Univention Bugzilla – Bug 36121
UMC-Server: ACL evaluation does not match settings/umc_operationset
Last modified: 2019-01-03 07:16:25 CET
A settings/umc_operationset currently consists of the two LDAP attributes: 'umcOperationSetCommand' (restriction on umc commands and option patterns) 'umcOperationSetFlavor' (restriction on module flavors) The ACL evaluation of UMC knows another attribute (which will never exists): 'umcOperationSetHost' (allows restriction of specific hosts, system roles or univentionService entries) We needed the restriction of a flavor to a specific systemrole now (system-setup certificate flavor). The current solution for this was a UCR template which deactivates the flavor on non-master roles. We don't need this feature that often, so maybe the ACLs evaluation should be simplified to remove the things which are not present in settings/umc_operationset. Also: The restriction of hosts, systemrole and univentionService could be moved into the XML module(/flavor) definition. At least for the systemrole this would be good, as this is needed in practice. But it's not needed for specific ACLs. This maybe also has advantages in performance, we had cases in big environments where ACL evaluation took long time.

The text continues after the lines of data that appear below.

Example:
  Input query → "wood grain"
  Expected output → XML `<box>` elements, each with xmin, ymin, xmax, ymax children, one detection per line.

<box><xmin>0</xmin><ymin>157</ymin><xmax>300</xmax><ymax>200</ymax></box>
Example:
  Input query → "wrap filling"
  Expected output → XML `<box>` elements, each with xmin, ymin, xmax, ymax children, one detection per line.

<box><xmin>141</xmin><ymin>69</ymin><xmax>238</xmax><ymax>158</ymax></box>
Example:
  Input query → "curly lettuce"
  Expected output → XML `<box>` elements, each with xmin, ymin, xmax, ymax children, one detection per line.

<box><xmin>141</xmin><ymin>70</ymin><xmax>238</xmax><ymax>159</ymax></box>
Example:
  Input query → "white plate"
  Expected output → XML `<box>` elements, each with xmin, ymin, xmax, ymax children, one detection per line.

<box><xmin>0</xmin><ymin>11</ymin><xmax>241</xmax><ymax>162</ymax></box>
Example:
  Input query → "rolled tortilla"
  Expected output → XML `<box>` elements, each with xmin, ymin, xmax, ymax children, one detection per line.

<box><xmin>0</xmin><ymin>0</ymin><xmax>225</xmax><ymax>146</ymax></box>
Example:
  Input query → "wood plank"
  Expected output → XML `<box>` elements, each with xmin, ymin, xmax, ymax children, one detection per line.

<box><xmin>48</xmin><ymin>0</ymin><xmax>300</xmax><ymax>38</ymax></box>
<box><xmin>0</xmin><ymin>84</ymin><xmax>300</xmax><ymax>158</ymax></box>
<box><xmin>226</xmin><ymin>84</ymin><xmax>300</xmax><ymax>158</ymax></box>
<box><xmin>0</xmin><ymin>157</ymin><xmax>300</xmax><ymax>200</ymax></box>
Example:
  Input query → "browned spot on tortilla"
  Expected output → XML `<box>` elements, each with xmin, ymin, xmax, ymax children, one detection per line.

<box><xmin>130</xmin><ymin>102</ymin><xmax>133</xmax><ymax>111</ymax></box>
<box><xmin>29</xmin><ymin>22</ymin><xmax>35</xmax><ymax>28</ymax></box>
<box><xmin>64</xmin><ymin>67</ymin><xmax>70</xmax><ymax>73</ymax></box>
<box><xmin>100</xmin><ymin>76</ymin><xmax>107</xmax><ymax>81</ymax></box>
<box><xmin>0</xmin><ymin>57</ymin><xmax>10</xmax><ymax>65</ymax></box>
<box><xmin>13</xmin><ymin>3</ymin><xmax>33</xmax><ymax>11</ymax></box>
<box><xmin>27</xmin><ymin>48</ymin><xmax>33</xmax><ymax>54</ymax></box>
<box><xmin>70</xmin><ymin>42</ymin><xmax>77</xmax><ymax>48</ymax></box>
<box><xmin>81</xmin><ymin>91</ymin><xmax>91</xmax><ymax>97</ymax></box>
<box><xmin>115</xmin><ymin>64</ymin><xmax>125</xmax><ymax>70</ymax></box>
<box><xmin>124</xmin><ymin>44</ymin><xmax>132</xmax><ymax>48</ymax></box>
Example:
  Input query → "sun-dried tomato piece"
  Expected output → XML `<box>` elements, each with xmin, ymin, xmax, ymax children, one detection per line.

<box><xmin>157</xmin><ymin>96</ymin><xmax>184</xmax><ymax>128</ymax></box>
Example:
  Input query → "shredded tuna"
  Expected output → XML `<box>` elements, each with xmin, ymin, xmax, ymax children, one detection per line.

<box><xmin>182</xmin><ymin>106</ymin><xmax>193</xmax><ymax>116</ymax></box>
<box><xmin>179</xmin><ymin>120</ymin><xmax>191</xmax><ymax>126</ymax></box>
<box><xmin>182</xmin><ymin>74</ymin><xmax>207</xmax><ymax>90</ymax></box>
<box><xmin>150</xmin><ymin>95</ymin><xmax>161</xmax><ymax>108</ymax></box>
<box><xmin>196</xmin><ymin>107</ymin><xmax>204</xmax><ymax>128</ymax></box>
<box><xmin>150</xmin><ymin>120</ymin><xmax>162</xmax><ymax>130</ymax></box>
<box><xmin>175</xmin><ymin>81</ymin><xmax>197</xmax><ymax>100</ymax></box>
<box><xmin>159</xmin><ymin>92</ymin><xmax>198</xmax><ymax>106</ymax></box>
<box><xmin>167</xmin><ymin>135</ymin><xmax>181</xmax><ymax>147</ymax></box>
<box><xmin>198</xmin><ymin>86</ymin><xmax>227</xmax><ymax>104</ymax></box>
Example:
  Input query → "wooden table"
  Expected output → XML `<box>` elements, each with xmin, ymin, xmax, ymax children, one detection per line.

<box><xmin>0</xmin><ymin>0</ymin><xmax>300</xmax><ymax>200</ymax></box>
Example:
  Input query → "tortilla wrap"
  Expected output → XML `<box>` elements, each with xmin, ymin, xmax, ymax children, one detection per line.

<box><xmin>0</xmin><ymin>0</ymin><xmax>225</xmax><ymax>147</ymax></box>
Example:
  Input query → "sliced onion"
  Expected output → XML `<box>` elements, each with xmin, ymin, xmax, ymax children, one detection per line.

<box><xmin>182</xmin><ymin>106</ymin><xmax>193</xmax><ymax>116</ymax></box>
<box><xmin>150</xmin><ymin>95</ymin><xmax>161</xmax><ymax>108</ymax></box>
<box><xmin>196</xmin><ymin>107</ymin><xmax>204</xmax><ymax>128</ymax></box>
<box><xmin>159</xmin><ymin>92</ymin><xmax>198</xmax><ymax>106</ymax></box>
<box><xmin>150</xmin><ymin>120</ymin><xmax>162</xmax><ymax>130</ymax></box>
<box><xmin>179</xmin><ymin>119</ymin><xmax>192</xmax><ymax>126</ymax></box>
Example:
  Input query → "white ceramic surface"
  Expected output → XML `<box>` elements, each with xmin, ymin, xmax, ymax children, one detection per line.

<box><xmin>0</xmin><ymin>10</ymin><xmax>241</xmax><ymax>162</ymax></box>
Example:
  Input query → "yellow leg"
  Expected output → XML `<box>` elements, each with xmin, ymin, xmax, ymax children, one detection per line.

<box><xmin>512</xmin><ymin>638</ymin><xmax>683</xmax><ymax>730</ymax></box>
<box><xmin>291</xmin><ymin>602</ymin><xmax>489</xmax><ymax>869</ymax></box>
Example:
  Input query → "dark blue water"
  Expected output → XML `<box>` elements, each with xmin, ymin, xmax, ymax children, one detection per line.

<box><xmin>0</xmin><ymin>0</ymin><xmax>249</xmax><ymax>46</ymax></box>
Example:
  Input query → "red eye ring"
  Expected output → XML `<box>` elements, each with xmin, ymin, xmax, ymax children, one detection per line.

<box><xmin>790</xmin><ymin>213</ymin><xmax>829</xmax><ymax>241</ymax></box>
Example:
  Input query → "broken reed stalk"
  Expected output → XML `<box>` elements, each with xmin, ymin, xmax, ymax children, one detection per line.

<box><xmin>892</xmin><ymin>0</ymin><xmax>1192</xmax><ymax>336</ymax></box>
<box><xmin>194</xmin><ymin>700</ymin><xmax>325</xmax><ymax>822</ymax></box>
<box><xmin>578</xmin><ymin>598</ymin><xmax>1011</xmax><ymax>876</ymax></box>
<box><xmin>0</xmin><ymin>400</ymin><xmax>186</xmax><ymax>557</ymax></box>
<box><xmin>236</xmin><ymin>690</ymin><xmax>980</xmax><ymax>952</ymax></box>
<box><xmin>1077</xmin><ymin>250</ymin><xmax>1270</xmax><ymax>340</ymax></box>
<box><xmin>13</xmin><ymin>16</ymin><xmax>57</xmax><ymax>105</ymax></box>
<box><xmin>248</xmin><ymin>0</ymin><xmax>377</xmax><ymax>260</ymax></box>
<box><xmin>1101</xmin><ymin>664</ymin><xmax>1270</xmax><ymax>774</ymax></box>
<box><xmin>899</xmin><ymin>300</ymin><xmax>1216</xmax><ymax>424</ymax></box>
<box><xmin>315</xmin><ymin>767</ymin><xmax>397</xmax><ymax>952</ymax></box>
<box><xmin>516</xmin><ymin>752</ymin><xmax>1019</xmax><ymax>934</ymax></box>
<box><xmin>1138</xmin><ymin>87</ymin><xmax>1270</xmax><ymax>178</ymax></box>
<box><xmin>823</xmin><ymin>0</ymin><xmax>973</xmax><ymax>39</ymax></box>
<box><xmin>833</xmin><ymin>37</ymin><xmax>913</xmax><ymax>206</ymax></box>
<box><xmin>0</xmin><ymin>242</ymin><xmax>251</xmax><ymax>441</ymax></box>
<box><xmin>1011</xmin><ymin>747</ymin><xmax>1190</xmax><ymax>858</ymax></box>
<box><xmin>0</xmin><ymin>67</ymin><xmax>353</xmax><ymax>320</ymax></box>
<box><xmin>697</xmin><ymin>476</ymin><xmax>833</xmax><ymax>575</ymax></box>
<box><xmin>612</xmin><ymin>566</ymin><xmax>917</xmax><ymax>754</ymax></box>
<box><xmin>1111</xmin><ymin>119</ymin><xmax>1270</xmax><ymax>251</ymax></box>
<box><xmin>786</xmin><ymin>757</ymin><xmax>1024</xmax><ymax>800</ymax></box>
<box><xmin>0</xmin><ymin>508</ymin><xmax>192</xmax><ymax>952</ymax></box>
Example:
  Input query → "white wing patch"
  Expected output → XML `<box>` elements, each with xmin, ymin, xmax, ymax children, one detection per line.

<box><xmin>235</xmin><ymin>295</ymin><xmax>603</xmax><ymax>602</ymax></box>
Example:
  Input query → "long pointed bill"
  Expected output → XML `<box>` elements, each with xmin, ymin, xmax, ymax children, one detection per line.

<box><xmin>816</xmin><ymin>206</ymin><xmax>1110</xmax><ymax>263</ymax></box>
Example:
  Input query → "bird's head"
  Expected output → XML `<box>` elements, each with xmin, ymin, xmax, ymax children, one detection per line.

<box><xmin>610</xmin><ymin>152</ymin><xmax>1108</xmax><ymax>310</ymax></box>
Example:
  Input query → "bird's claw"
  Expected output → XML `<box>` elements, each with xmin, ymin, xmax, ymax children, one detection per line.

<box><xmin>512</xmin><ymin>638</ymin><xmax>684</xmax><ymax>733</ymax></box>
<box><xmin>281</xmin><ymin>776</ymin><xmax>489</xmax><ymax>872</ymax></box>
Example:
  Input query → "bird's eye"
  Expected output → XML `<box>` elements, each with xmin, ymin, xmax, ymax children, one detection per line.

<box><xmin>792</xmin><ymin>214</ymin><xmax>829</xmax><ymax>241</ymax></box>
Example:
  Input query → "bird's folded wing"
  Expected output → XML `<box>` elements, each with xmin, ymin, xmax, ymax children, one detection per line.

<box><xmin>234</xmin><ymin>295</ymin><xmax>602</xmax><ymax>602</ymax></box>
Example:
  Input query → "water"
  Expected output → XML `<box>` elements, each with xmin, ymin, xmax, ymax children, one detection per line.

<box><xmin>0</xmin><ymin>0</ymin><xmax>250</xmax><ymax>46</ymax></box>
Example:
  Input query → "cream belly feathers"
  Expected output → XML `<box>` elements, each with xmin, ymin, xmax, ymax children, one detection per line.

This issue has been filled against UCS 4.0. The maintenance with bug and security fixes for UCS 4.0 has ended on 31st of May 2016. Customers still on UCS 4.0 are encouraged to update to UCS 4.3. Please contact your partner or Univention for any questions. If this issue still occurs in newer UCS versions, please use "Clone this bug" or simply reopen the issue. In this case please provide detailed information on how this issue is affecting you.